Test for Common Web Vulnerabilities (OWASP Top 10)
The OWASP Top 10 represents the most critical and commonly exploited web application vulnerabilities. Testing for these on a regular basis — not just at launch — is essential for any serious web application.
- SQL Injection: Ensure all user inputs are parameterised or use prepared statements; never concatenate raw input into queries.
- Cross-Site Scripting (XSS): Encode all output rendered in the browser; use a strict Content Security Policy.
- Broken Access Control: Test that authenticated users cannot access resources belonging to other users by manipulating IDs or paths.

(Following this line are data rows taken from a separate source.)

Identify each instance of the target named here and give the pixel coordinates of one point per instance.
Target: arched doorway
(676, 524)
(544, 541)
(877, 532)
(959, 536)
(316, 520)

- Security Misconfiguration: Remove default accounts, unnecessary features, and verbose error messages from production environments.
- Insecure Direct Object References (IDOR): Verify that every resource access request is authorised server-side, not just hidden in the UI.
- Cross-Site Request Forgery (CSRF): Implement and validate CSRF tokens for all state-changing requests.
- Sensitive Data Exposure: Confirm all sensitive data is encrypted in transit and at rest.
- Using Components with Known Vulnerabilities: Refer to Step 05 for dependency management practices.
Centralise Logs & Set Up Alerting
Logs are your most valuable forensic tool — but only if you collect them centrally and actually review them. Effective alerting means you know about an incident as it happens, not days later.
- Centralise logs from your web server, application, database, and firewall in a single log management platform (e.g., ELK Stack, Splunk, Datadog, Graylog).
- Retain logs for a minimum of 90 days — 12 months is recommended for compliance-sensitive environments.
- Set up real-time alerts for: repeated failed login attempts, sudden traffic spikes, 4xx/5xx error surges, and changes to admin accounts.
- Monitor for unusual geographic access patterns — logins or requests from unexpected countries or IP ranges.
- Review access logs at least weekly for anomalies such as path traversal attempts, unusual query strings, or scanning patterns.
- Ensure your logging system itself is secured and logs cannot be deleted or tampered with by an attacker who gains access.
Maintain & Test Your Incident Response Plan
Even with the best monitoring, incidents can and do happen. A documented, tested incident response plan means the difference between a minor event and a major breach. Do not wait until an attack is in progress to figure out what to do.
- Document a step-by-step incident response procedure covering: detection, containment, eradication, recovery, and post-incident review.
- Assign clear roles and responsibilities — who leads the response, who communicates with stakeholders, who contacts hosting providers.
- Keep an offline or out-of-band copy of your incident response plan accessible even if your systems are compromised.
- Run a tabletop exercise at least once per year to simulate a breach scenario and identify gaps in your plan.
- Maintain an up-to-date contact list: hosting provider support, domain registrar, legal counsel, and relevant regulatory bodies.
- Define your breach notification obligations under applicable regulations (GDPR, HIPAA, PCI-DSS) and know your reporting deadlines.
- After any real incident, conduct a blameless post-mortem and update your monitoring checklist accordingly.